I have been one very guilt-wracked Nonni, believe me. How could I not be feeling the same crazy depth of love for Johnnie that I had felt from the very first moment for his sister?

I didn’t know.  It didn’t make sense.

I knew that I would take good care of him, and would love him and play with him. But would I ever fall in love with him, the way I had with Ellie?

Today my son Tim and his sweet lady were here for dinner. My daughter and her family came, too. We sat outside on this gorgeous summer day, and Ellie played in the pool and picked strawberries with Papa.

We ate, we drank some beer, we talked and laughed and watched the Red Sox. It was loud and hectic and busy. It was fun!

But then, when dinner was over, everyone left to see a concert. Everyone except for me, Ellie and Johnnie and their mommy. Ellie went to take a nap, and her Mom went in to lie down with her.

The house was quiet, except for the whirring of the window fans. The dogs were asleep on the floor. A hummingbird was at the feeder.

Johnnie was in my arms, resting against my chest. One of my hands held his bottom, the other was curled around the back of his warm, silky head.
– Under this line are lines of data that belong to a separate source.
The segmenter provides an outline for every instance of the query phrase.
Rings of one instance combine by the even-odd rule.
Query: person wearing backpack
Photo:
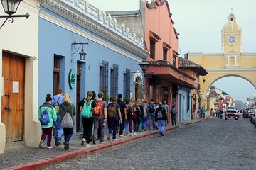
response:
[[[169,123],[169,105],[167,104],[167,101],[166,100],[164,101],[163,102],[163,105],[162,107],[166,110],[166,114],[167,114],[167,121],[166,122],[166,126],[167,125],[167,123]]]
[[[151,99],[150,103],[148,104],[147,108],[149,110],[149,130],[156,129],[155,121],[155,110],[157,108],[156,105],[154,103],[154,99]]]
[[[82,108],[80,109],[81,115],[82,115],[82,122],[83,125],[83,133],[82,133],[82,140],[81,144],[85,145],[85,142],[86,140],[86,147],[90,147],[90,140],[92,136],[92,102],[93,96],[93,92],[89,91],[87,92],[87,96],[86,100],[84,100],[82,103]]]
[[[55,110],[51,106],[52,98],[50,94],[47,94],[46,102],[39,107],[38,118],[41,123],[42,135],[41,137],[39,147],[42,147],[43,141],[47,136],[47,148],[52,149],[51,140],[53,122],[57,120]]]
[[[107,106],[107,122],[109,129],[107,140],[110,140],[111,134],[113,135],[112,140],[117,141],[117,132],[119,124],[122,123],[122,115],[120,106],[117,103],[117,97],[111,100],[111,103]]]
[[[162,107],[162,103],[159,102],[159,107],[156,110],[155,120],[159,132],[159,136],[164,136],[165,121],[167,120],[166,110]]]
[[[60,115],[60,106],[63,102],[63,89],[61,88],[58,88],[57,94],[53,96],[51,103],[51,106],[54,107],[57,113],[57,120],[55,121],[54,123],[55,130],[53,131],[54,140],[55,142],[55,145],[57,147],[58,145],[60,145],[61,136],[63,134],[63,129],[61,127]]]
[[[122,121],[120,123],[119,136],[123,137],[124,130],[124,121],[127,119],[127,106],[126,106],[124,101],[122,98],[122,94],[119,94],[117,95],[117,97],[118,97],[117,103],[120,106],[122,120],[123,120],[123,121]]]
[[[63,102],[60,107],[60,115],[61,119],[61,125],[64,131],[64,149],[69,149],[69,141],[71,139],[74,125],[74,116],[75,115],[75,108],[70,101],[70,96],[68,94],[65,94]],[[69,116],[69,118],[68,118]],[[69,126],[65,126],[65,118],[69,120]],[[69,120],[68,120],[68,119]],[[71,119],[71,120],[70,120]]]
[[[136,115],[137,119],[137,125],[136,132],[138,132],[139,131],[141,132],[142,131],[142,119],[143,119],[143,106],[142,103],[142,101],[139,98],[136,100]]]
[[[143,118],[142,118],[142,128],[144,131],[146,131],[148,127],[148,121],[149,121],[149,110],[146,105],[146,101],[142,99],[142,104],[143,107]]]
[[[136,136],[136,130],[137,125],[137,105],[135,103],[134,98],[131,98],[130,102],[128,104],[128,110],[127,110],[127,117],[129,119],[129,130],[130,136]],[[134,133],[132,134],[132,124],[133,124],[133,130]]]
[[[96,139],[100,139],[100,143],[104,143],[104,125],[107,121],[107,103],[103,101],[103,92],[98,93],[98,98],[92,103],[92,119],[93,119],[93,140],[96,144]],[[98,129],[100,128],[100,134]]]
[[[206,109],[202,107],[202,108],[201,109],[201,118],[204,118],[206,116]]]
[[[176,125],[177,110],[175,108],[174,105],[172,106],[171,109],[170,110],[170,113],[171,115],[171,125],[174,125],[174,125]]]

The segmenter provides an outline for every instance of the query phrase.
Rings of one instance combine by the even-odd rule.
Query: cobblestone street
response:
[[[45,169],[255,169],[256,129],[217,118]]]

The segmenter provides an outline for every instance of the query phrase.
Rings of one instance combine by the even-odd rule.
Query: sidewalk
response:
[[[200,119],[188,120],[178,123],[178,125],[168,125],[166,130],[176,130],[186,125],[202,121]],[[70,149],[66,151],[63,149],[63,144],[59,147],[52,145],[52,149],[43,148],[34,148],[24,147],[21,144],[7,143],[6,153],[0,154],[0,169],[36,169],[62,162],[68,159],[75,157],[86,157],[87,154],[95,152],[100,153],[105,149],[111,149],[117,144],[125,144],[134,140],[139,139],[149,135],[158,134],[158,130],[146,130],[138,132],[137,136],[117,136],[117,141],[107,140],[107,135],[105,137],[105,143],[100,144],[97,141],[96,144],[90,142],[92,147],[87,148],[81,145],[81,139],[73,140],[70,142]]]

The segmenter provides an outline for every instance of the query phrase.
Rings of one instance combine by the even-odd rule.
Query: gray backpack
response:
[[[65,111],[64,108],[61,106],[62,108],[65,111],[65,115],[63,118],[61,120],[61,126],[63,128],[70,128],[73,126],[73,120],[72,119],[72,117],[69,113],[69,111]]]
[[[158,111],[157,111],[157,118],[163,118],[163,113],[161,111],[161,109],[158,110]]]

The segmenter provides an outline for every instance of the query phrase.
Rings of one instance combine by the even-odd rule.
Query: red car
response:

He was murmuring and sighing, making the tiny noises of a newborn child.

I felt my heart beating against his. I breathed in his breath.

The house was quiet. I touched my lips to his cheek just as he touched his to my neck.

BAM.

There it was.

It isn’t rational, or explainable, this love for my grandchild. The words I am wrapping around it are only the faintest echo of the explosion that I felt.

My cells, my DNA, my soul were pierced by his weight in my arms.

I know. I’m crazy.

But love is unpredictable. Sometimes, like the love of a Nonni for her grandson, we know that it will strike us at some point.

It’s just that we can’t always say when.

BAM, little Johnnie. Welcome to my heart.